Every month, the joint laboratory invites outside speakers to take part in seminars for its partners.

Stefan Lattner: “Advances in Music Information Retrieval at Sony CSL: From Self-Supervised Methods to Music Online Learning”

Abstract: The music team at Sony Computer Science Laboratories focuses on music and audio generation for music production, as well as music information retrieval (MIR). Our work mainly revolves around generative AI, but in this talk, I will discuss our recent works on MIR and music analysis. Self-supervised methods have gained popularity in machine learning research, and I will highlight three publications that implement this concept. These involve singer identity representation learning for singer similarity estimation and classification, drum sample retrieval by musical context, and a lightweight pitch estimation system. Additionally, I will introduce a differentiable short-term memory that can be pre-trained on symbolic music data and then learns the distribution of single songs in an online fashion. Finally, I will also delve into a study on typicality in musical sequences, a concept that has recently gained attention in natural language processing.

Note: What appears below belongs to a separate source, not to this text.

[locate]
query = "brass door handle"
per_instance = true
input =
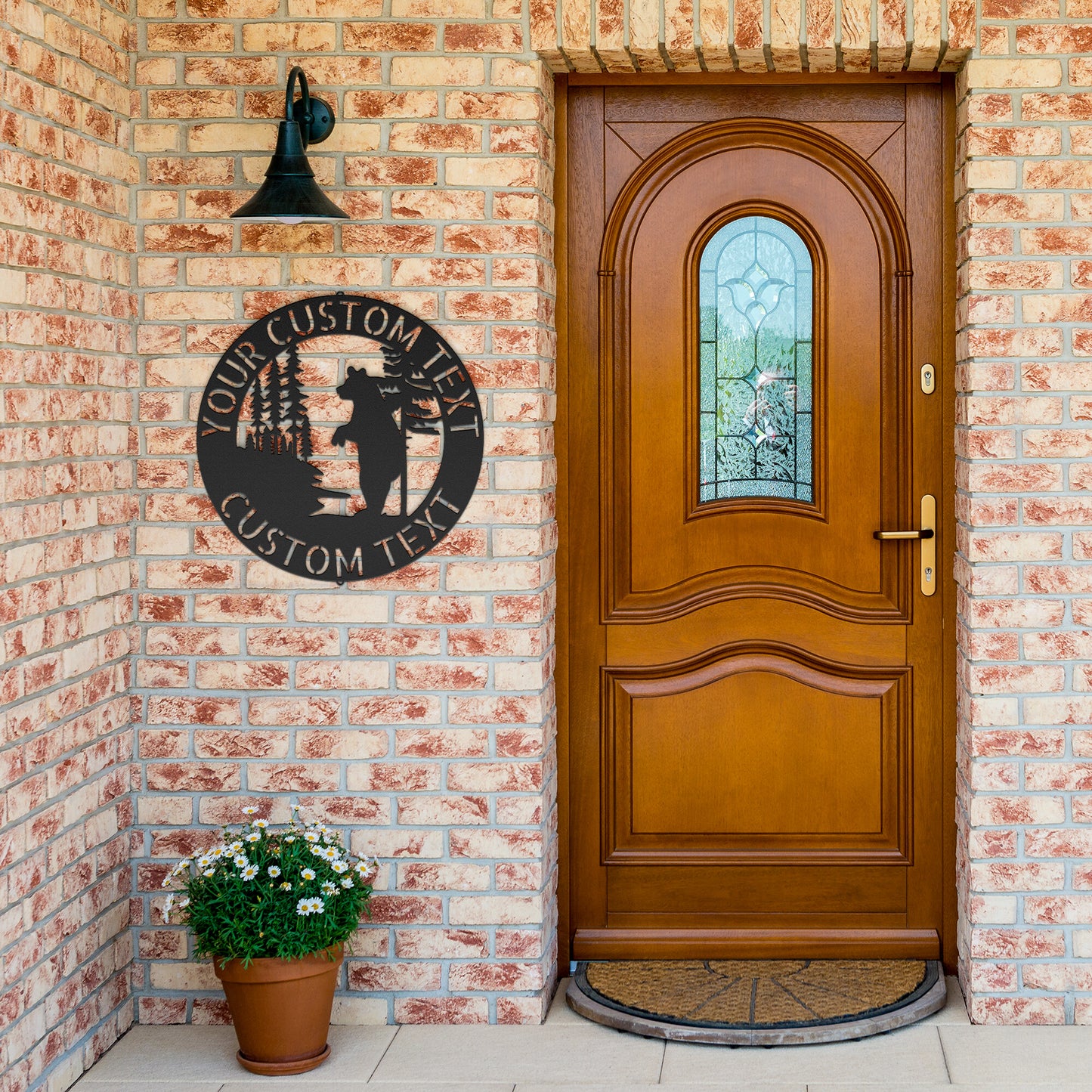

Bio: Stefan Lattner serves as a researcher leader at the music team at Sony CSL Paris, where he focuses on generative AI for music production, music information retrieval, and computational music perception. He earned his PhD in 2019 from Johannes Kepler University (JKU) in Linz, Austria, following his research at the Austrian Research Institute for Artificial Intelligence in Vienna and the Institute of Computational Perception Linz. His studies centered on the modeling of musical structure, encompassing transformation learning and computational relative pitch perception. As a musician, his interests include human-computer interaction in music creation, live staging, computational aesthetics, and information theory and perception in music. As a computer scientist, he specializes in generative sequence models, computational short-term memories, few-shot learning, contrastive and multimodal learning, invariance/transformation learning, structure learning, generative adversarial networks, and diffusion models. In 2019, Lattner received the best paper award at ISMIR for his work, “Learning Complex Basis Functions for Invariant Representations of Audio.”

Primer of ADASP presentations at ISMIR-2023

  • Changhong Wang “Transfer Learning and Bias Correction with Pre-trained Audio Embeddings”
  • Morgan Buisson “A Repetition-based Triplet Mining Approach for Music Segmentation”
  • Bernardo Torres “Singer Identity Representation Learning using Self-Supervised Techniques”
  • Alain Riou “PESTO: Pitch Estimation with Self-supervised Transposition-equivariant Objective”
  • Geoffroy Peeters “Self-Similarity-Based and Novelty-based loss for music structure analysis”